As the electric Jeep Wagoneer S was making its debut, Texas-based Vigilante was busy taking the nameplate in a completely different direction. It gave the original Grand Wagoneer the resto-mod treatment with a modern suspension, huge brakes, and an 807-horsepower V8.
The company started with a 1988 model and left the exterior largely stock. Finished in an eye-catching shade of red, the SUV wears the famous wood-look paneling, a hood ornament, and a generous serving of bright exterior trim. The wheels look factory but they’re not: They’re 17-inch units shaped just like the 15-inch alloys that Jeep made standard, and they’re wrapped by beefy BF Goodrich all-terrain tires.

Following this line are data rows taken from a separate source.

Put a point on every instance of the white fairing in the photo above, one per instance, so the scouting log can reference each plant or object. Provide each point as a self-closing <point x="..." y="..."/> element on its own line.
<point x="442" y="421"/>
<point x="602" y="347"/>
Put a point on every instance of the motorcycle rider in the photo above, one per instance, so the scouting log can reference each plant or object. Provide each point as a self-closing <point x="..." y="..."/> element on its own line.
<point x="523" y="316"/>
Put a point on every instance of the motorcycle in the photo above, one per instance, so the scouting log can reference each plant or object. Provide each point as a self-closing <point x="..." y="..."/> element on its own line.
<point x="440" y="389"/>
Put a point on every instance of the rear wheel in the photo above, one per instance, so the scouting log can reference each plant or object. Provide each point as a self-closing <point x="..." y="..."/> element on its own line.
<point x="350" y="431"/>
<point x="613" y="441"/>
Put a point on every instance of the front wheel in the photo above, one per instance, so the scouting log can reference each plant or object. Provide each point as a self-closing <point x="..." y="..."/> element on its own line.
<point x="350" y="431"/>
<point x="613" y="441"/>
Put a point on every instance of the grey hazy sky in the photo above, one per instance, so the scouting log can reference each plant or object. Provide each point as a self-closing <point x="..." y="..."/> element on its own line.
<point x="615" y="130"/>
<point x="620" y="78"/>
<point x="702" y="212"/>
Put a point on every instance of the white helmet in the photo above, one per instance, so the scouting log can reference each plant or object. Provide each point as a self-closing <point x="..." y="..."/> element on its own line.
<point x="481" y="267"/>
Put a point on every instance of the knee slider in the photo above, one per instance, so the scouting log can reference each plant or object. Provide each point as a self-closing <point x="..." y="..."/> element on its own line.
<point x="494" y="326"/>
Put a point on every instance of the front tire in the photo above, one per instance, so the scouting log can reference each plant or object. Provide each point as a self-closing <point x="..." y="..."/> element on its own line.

You won’t find much that still carries a Jeep part number under the body: The Grand Wagoneer rides on an updated frame developed in-house by Vigilante. The brand then installed the same 6.2-liter supercharged V8 that Dodge put in the Challenger Hellcat Redeye. It makes 807 horsepower and 717 pound-feet of torque in this application, and it spins the four wheels via a four-speed automatic transmission. For context, a stock 1988 Grand Wagoneer uses a 5.9-liter V8 tuned to 144 horsepower and bolted to a three-speed automatic transmission.
Vigilante hasn’t published performance figures, but its Grand Wagoneer should be able to haul, well … just about anything. It should handle better than stock, too, thanks to a four-link Eibach coil suspension and Fox Racing shocks, while six-piston brakes keep the Hemi in check.
Accessed via hidden power-operated steps, the interior features modern vintage-looking gauges, an updated climate control system, and sound-deadening material. The seats were restored with new springs, foam, and padding and upholstered with a blend of Moores & Giles leather and corduroy fabric. Nearly every part of the cabin has been modified to some extent, yet it manages to look perfectly old-school.
Bringing a classic into the modern era is never cheap, and Vigilante is selling the Hellcat-powered Grand Wagoneer for $385,000. It’s also open to working with customers to design a resto-modded Grand Wagoneer from scratch. For that kind of money, you can buy a supercar — say, a Maserati MC20 Cielo — and have enough left over to build a garage to keep it in. But that’s not always the point, is it? Companies like Icon and Singer have proved time and again that there’s enough demand for an old-looking classic car to make a business case out of it.